0090 542853 8436/00357 99 966518

Paşaköy’de yeni kazılar...

A+A-

Kayıplar Komitesi, Paşaköy’de (Aşşa) yeni bir kazı başlattı.

Adamızın kuzeyinde ve güneyinde kesintisiz biçimde yürütülmekte olan kazılarda gerek 1963-64, gerekse 1974 “kaybı” Kıbrıslıtürkler’le Kıbrıslırumlar’ın gömü yerleri aranıyor ve Kayıplar Komitesi’nin kazı ekipleri, iki toplumdan arkeologların birlikte çalışmalarıyla yürütülüyor.

Bu hafta yürütülmekte olan kazılardaki son durumu, Kayıplar Komitesi Kıbrıslıtürk Üye Ofisi Kazılar Koordinatörü Arkeolog Gülseren Baranhan’a sorduk... Baranhan’ın verdiği bilgilere göre, kazılarda son durum şöyle:

***  Paşaköy’de (Aşşa) 1963-64 kaybı iki Kıbrıslıtürk’ün bir kuyuya atılmış olabileceği bilgisi üzerine bölgede kazı çalışmalarına başlanmıştır...

***  Gaziköy’de (Afanya), 1974 kaybı 9 Kıbrıslırum'un bir kuyuya atılmış olabileceği bilgisi üzerine bölgede yürütülen kazı çalışmaları tamamlanmıştır. Herhangi bir kalıntıya rastlanmamıştır.

***  Petra tu Digeni/Yeniceköy’de, 1974 kaybı 2-8 Kıbrıslırum'un ovada, bir zeytin ağacının çevresinde gömülmüş olduğu bilgisi ile başlatılan kazı çalışmalarında dağınık halde insan kalıntılarına ulaşılmıştır. Çalışmalar tüm hızıyla devam etmektedir.

***  Kondea/Türkmenköy’de 1974 kaybı bir Kıbrıslırum'un, Türkmenköy-Dörtyol yolunun batısındaki askeri hendeğin içine gömülmüş olduğu bilgisi ile başlatılan kazı çalışmaları halen devam etmektedir.

***  Ayios Amvrosios/Esentepe/Ayguruş’ta duyarlı bir vatandaşın, bölgede insan kemiği bulup, komiteyi bilgilendirmesi üzerine başlatılan kazı çalışmalarında, gömü yeri tahrip edilmiş olduğundan insan kemiklerine dağınık bir biçimde ulaşılmıştır. Kazı çalışmalarına makine ile devam edilmektedir.

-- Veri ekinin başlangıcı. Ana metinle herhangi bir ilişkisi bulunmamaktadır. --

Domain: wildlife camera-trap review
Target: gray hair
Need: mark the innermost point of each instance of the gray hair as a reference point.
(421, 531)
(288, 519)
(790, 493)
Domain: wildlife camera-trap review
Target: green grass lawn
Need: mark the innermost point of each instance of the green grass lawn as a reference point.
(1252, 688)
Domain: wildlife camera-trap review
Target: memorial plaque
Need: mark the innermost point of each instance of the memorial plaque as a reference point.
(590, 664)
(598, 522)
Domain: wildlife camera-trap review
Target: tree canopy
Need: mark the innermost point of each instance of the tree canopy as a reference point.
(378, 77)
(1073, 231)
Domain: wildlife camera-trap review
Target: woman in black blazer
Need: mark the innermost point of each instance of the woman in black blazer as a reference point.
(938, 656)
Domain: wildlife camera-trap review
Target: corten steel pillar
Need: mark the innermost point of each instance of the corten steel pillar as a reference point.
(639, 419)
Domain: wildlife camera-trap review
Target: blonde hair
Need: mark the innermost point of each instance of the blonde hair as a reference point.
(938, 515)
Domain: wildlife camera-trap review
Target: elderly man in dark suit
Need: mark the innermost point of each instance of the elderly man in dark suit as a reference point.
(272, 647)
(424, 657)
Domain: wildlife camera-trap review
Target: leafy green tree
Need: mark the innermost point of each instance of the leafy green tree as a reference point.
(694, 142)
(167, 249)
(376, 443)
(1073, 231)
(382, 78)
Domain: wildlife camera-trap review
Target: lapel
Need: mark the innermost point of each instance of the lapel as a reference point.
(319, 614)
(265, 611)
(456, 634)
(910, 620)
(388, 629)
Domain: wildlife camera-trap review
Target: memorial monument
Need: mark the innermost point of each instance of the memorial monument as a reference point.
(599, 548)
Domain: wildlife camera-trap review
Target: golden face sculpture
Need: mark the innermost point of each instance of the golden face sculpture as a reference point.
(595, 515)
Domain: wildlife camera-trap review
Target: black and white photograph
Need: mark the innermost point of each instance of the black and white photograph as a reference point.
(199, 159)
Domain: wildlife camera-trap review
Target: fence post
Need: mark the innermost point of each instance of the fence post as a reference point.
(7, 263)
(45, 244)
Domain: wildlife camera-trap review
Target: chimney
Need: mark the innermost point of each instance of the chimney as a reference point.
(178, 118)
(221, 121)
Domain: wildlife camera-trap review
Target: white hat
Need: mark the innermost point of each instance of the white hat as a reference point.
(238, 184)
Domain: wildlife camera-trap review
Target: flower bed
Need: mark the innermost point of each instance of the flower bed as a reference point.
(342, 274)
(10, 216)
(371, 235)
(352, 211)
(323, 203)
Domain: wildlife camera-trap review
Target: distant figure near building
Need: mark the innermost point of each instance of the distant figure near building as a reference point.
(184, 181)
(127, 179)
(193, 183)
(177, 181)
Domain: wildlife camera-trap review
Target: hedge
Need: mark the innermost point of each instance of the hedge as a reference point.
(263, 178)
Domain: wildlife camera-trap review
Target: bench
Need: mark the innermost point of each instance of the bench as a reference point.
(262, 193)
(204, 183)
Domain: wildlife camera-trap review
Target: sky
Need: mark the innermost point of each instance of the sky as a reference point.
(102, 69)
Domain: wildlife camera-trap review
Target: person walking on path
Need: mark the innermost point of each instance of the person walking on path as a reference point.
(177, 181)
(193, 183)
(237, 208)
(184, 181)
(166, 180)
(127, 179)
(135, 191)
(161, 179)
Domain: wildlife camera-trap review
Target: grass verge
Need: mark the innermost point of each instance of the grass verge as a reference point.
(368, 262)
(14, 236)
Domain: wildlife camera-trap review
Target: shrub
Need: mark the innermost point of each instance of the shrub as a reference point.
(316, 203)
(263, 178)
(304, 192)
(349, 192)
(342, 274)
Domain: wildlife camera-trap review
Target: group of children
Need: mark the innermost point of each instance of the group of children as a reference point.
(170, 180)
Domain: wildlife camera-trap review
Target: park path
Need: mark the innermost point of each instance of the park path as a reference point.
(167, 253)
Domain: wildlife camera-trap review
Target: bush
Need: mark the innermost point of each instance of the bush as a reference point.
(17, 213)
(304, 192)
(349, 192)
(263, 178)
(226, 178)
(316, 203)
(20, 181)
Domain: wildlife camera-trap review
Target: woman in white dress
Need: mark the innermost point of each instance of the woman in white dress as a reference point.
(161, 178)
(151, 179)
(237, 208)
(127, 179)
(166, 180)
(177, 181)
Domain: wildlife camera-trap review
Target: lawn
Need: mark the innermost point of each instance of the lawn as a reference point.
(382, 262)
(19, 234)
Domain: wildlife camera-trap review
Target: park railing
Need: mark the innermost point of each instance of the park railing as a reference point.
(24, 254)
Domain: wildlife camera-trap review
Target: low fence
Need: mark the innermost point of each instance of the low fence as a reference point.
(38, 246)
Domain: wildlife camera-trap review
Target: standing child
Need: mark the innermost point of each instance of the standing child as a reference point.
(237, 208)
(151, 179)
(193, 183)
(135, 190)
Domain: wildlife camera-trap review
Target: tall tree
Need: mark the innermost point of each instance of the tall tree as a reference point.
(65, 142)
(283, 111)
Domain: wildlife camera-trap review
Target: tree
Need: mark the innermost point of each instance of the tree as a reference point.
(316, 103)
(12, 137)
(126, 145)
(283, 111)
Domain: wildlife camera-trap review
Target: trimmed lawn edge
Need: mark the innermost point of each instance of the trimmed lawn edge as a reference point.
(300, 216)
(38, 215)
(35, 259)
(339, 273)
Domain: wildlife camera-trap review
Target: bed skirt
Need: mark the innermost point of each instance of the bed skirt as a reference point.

***  Templos/Zeytinlik/Temroz’da 1974 kaybı bir grup Kıbrıslırum askerin dere kenarındaki bir mevzide gömülmüş olabileceği bilgisi doğrultusunda başlatılan kazı çalışmaları genişletilerek devam etmektedir.

*** Gönyeli’de, 1974 kaybı 3 Kıbrıslırum'un bir dere yatağının kenarına gömülmüş olduğu şüphesiyle başlatılan kazı çalışmalarına devam edilmektedir.

***  Trulli’de, 1963-1964 kaybı 3 Kıbrıslıtürk'ün bir kuyuya atılmış olabileceği bilgisi üzerine başlatılan kazı çalışmalarında insan kemiklerine rastlanılmıştır. Rampa yapma çalışmaları tüm hızıyla devam etmektedir.

Biz de kazı ekiplerinde bulunan tüm arkeologlarımıza, şirocularımıza ve diğer çalışanlara “Çok kolay gelsin” diyoruz...

pasakoyde-kazilardan-gorunum.jpg
Paşaköy'de kazılardan görünüm...


***  GEÇMİŞLE YÜZLEŞME KONUSUNDA DÜNYADA NE GİBİ SORUNLAR YAŞANIYOR?

“Oğlum ‘anne ben kemikleri alayım’ dedi... Kemikler karton bir kutudaydı...”

Halise Aksoy – Türkiye’den bir “kayıp” annesi...

Hepimizin acıları aynı, herkesin acısını paylaşıyorum.  23 Mayıs’ta Agit’in ölüm haberini aldığımda yola düştüm. Yetkililer "Elimizde böyle bir şey yok, örgüte gidin" dediler, bize kızarak "Kim size söyledi" dediler.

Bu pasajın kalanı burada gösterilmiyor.